J- YEREL YÖNETİM- MERKEZİ YÖNETİM İLİŞKİSİ: Anayasanın Mahalli İdareler hakkındaki (127. Madde) düzenlemelerin değiştirilerek Yerel yönetimlerin yetkilerini “bölgesel özerk yönetim” boyutuna getirecek şekilde artıran değişikliklerden kaçınılmalıdır. Merkezi idarenin ülkede idari birliği sağlayacak denetim ve gözetim yetkisi olmalıdır.
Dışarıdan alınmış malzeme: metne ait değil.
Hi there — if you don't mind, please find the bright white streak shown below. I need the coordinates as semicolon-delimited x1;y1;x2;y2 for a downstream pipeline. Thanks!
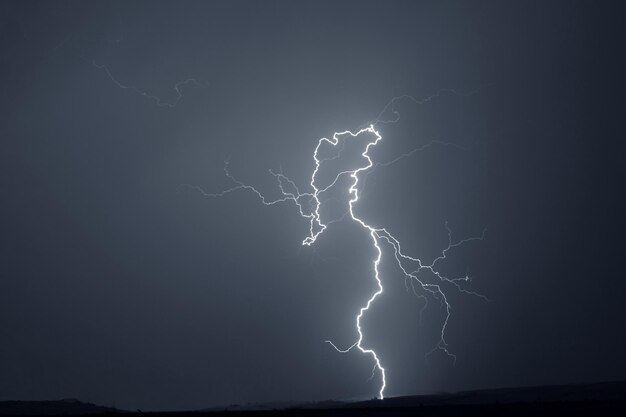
188;124;488;399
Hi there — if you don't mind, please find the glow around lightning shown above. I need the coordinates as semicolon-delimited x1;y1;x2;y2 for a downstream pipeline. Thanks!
189;118;487;399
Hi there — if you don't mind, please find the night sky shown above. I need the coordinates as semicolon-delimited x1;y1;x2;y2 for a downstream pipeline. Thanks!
0;0;626;410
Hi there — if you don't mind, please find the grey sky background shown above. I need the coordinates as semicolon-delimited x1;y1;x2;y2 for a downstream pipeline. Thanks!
0;1;626;410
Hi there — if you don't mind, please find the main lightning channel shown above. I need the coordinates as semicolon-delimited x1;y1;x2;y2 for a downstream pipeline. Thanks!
187;124;489;399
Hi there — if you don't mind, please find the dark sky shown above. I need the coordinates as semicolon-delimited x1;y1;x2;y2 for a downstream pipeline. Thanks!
0;1;626;410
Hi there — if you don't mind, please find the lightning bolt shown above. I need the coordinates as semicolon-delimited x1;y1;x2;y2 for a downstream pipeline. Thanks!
91;60;209;108
185;96;489;399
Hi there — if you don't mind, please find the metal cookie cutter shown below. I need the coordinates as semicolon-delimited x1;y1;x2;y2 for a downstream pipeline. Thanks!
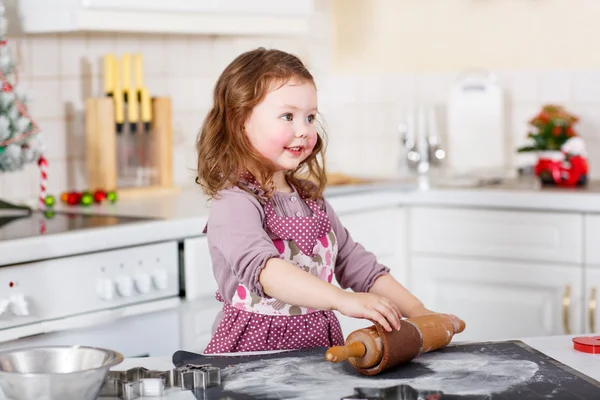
341;385;446;400
99;367;172;400
173;364;221;390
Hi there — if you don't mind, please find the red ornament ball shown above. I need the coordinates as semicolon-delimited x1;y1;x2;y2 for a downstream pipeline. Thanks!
94;190;106;203
67;192;81;206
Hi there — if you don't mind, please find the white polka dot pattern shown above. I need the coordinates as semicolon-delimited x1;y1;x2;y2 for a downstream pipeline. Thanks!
204;181;344;354
265;196;331;256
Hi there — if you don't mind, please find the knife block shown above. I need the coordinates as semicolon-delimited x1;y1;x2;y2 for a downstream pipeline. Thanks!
85;97;177;198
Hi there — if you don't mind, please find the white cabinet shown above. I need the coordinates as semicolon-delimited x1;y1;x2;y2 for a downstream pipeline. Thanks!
583;266;600;334
410;256;584;341
583;215;600;265
339;207;407;283
334;207;407;336
183;236;217;300
410;207;583;263
179;297;223;352
17;0;314;35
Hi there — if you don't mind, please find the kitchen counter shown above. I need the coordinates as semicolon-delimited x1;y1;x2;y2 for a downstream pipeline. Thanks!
104;336;600;400
54;177;600;220
0;178;600;266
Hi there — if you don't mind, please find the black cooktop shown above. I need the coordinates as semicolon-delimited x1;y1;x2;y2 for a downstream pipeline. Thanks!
0;210;155;240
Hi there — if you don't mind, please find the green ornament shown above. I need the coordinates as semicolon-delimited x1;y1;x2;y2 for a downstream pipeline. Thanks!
81;193;94;206
106;190;117;203
44;194;56;207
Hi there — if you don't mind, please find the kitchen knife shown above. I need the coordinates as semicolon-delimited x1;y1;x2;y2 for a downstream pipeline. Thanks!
104;54;117;96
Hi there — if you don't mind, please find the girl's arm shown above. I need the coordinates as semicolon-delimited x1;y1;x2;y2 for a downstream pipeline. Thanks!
369;274;432;318
259;258;400;331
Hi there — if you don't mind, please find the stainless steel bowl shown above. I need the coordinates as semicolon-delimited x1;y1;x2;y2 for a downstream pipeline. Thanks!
0;346;123;400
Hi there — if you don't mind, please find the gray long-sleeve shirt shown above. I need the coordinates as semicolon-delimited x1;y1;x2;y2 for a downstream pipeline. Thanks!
207;187;389;301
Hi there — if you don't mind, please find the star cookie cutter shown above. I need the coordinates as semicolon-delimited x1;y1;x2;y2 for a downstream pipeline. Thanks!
173;364;221;390
341;385;446;400
98;364;221;400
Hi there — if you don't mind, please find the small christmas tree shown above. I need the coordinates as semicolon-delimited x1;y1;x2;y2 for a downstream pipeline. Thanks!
517;104;579;153
0;2;42;172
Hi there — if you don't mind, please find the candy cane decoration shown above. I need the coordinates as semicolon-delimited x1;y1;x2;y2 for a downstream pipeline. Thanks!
38;156;48;209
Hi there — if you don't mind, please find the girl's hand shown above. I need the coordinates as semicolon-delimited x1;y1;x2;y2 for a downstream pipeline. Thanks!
335;291;402;332
409;306;460;332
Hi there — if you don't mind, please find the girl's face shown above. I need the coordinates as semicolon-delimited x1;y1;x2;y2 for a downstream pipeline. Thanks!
244;80;317;171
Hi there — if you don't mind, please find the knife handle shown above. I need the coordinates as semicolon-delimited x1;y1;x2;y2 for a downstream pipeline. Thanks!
104;54;117;96
133;53;144;97
140;87;152;124
113;86;125;133
121;53;131;103
127;87;140;124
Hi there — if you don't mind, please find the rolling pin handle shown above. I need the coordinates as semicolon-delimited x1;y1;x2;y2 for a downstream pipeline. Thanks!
325;342;367;363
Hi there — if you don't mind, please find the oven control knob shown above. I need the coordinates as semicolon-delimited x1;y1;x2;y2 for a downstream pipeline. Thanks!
152;269;169;290
0;299;10;316
96;278;115;300
135;273;152;294
117;276;133;297
8;294;29;317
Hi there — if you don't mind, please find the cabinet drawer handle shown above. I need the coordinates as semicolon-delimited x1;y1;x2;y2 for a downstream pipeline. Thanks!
590;288;596;333
563;285;571;335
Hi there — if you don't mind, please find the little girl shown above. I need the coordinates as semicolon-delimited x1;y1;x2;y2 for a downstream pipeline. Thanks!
196;48;454;353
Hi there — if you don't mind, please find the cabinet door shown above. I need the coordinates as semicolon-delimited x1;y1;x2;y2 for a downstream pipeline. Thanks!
410;256;583;341
340;207;407;285
409;207;583;264
583;265;600;333
179;298;223;352
183;236;217;301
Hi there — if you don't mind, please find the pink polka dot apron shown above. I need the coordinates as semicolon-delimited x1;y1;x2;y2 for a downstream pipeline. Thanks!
204;187;344;353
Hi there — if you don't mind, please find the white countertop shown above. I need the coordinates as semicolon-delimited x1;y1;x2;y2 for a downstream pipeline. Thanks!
105;335;600;400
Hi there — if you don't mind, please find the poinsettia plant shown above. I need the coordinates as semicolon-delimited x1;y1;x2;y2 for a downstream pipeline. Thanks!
517;105;579;152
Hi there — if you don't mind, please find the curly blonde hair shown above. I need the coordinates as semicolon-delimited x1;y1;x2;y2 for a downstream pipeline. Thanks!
196;47;326;199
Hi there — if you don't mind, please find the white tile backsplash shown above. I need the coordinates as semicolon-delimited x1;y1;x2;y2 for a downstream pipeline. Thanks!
36;118;71;163
540;71;572;103
58;33;89;77
29;78;65;119
0;25;600;203
572;69;600;103
498;71;540;103
28;35;61;78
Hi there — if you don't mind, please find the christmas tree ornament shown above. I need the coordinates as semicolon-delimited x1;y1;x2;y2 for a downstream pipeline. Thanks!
0;2;45;173
106;190;117;203
44;210;56;219
38;155;47;209
80;192;94;206
44;194;56;207
94;190;107;203
67;192;80;206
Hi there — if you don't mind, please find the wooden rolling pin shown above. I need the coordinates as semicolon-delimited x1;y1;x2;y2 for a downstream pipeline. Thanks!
325;314;465;375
K- “ÖDEVE BAĞLI HAK” ANLAYIŞI TERK EDİLMELİDİR: Anayasada temel hak ve hürriyetler konusunda “ödev” boyutunun yer almaması gerekir. 1982 Anayasasında ödeve bağlı bir hak anlayışı mevcuttur. Kişinin ailesine ve topluma karşı ödevleri olabilir. Ancak ödevler çerçevesinde gerçekleştirilecek bir hak anlayışı doğal hukuka dayanan temel hak ve hürriyetler anlayışı ile bağdaşmaz. Bunun yerine, herkesin hak ve özgürlüklerini kullanırken başkalarının haklarına saygı gösterme yükümlülüğü bulunduğu ifade edilmelidir. Bu anlayış ferdin sosyal nitelikleri ile de örtüşmektedir.
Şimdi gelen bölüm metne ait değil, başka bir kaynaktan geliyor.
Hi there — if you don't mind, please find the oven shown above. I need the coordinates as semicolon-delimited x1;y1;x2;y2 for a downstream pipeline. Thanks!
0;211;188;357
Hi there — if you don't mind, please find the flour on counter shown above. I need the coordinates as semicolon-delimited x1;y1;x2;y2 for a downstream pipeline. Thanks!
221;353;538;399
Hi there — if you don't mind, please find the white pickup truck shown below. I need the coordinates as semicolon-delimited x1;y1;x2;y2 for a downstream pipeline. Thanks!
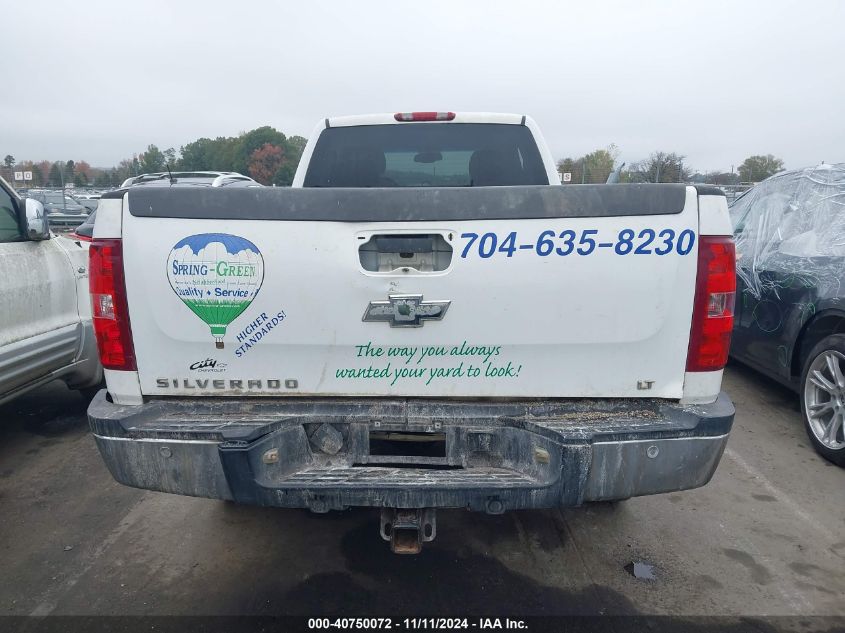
88;112;735;552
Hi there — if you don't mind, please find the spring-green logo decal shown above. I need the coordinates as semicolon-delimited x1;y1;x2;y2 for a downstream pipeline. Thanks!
167;233;264;348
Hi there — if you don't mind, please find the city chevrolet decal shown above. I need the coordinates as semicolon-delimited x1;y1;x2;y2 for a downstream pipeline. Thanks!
167;233;264;349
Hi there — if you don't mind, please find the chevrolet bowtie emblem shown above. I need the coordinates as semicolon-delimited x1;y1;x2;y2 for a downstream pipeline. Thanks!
362;295;452;327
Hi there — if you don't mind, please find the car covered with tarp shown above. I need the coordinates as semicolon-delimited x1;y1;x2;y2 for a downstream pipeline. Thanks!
730;163;845;465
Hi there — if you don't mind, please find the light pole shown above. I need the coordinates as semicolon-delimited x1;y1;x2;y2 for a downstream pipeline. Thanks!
55;160;67;213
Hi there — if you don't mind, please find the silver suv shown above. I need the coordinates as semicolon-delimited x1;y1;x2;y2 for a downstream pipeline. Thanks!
120;171;263;188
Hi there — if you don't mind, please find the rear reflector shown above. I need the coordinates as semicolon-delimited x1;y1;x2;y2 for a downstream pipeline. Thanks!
88;240;136;371
687;235;736;371
393;112;455;121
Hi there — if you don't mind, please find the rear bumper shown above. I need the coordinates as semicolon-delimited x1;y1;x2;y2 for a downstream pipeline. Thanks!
88;391;734;513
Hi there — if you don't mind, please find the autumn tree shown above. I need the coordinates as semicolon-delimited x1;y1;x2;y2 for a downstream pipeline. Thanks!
32;160;52;185
65;160;76;183
20;160;44;187
162;147;176;169
557;145;618;184
47;163;64;187
138;145;165;174
739;154;783;182
234;125;286;174
628;152;692;182
248;143;285;185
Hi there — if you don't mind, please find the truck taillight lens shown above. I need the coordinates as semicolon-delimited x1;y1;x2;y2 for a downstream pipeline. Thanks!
88;240;136;371
393;112;455;122
687;235;736;371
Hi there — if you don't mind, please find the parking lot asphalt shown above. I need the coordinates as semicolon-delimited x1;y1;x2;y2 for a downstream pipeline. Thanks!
0;365;845;616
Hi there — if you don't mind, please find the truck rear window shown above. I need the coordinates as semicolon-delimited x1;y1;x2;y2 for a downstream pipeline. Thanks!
304;123;549;187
Temel hak ve hürriyetlerin sınırlandırılması konusunda Anayasada genel sınırlama nedenlerine yer verilmemeli, hak ve hürriyetler sadece ilgili maddede öngörülen özel sebeplerle sınırlandırılabilmelidir. Özel sınırlama nedenleri belirlenirken evrensel düzenlemeler dikkate alınmalıdır.

Anayasada ilke olarak, hak ve hürriyetlerin varlığını kural, sınırlandırılmasının istisna olduğu ilkesinin benimsenmesi ve insan haklarının Anayasada güvenceleriyle birlikte yer alması gerekir. Sınırlama, istisnai bir tedbir olarak, sadece zorunlu olması durumunda ve gerektiği ölçüde yapılması gerektiği belirtilmelidir. Bu bakımdan, ölçülülük ilkesinin alt unsurları ile birlikte sınırlama rejiminin de göz önünde tutulmasının; ayrıca sınırlayıcı tedbirlerin demokratik toplum düzeninin gereklerine aykırı olmamasının ve bu sınırlamaların hakkın özüne dokunmayacak biçimde yapılmasının insan hakları açısından önemli bir güvence olacağı vurgulanmalıdır.

L- LAİKLİK, DİNİ İNANÇ VE VİCDAN ÖZGÜRLÜĞÜ: Laiklik ilkesi, özgürlük boyutu ile ele alınmalı, din ve devlet işlerinin ayrılığının yanısıra, din hürriyeti boyutu da Anayasa ile korunmalıdır. İnanma, inandığını ifade ve yaşama hürriyeti güvence altına alınmalıdır. Ayrıca devletin dinler ve inançlar karşısında tarafsızlığı da garanti altına alınmalıdır. Din eğitimi ve öğretiminin, devletin vatandaşa karşı yerine getirmesi gereken bir yükümlülük olduğu dikkate alınmalıdır.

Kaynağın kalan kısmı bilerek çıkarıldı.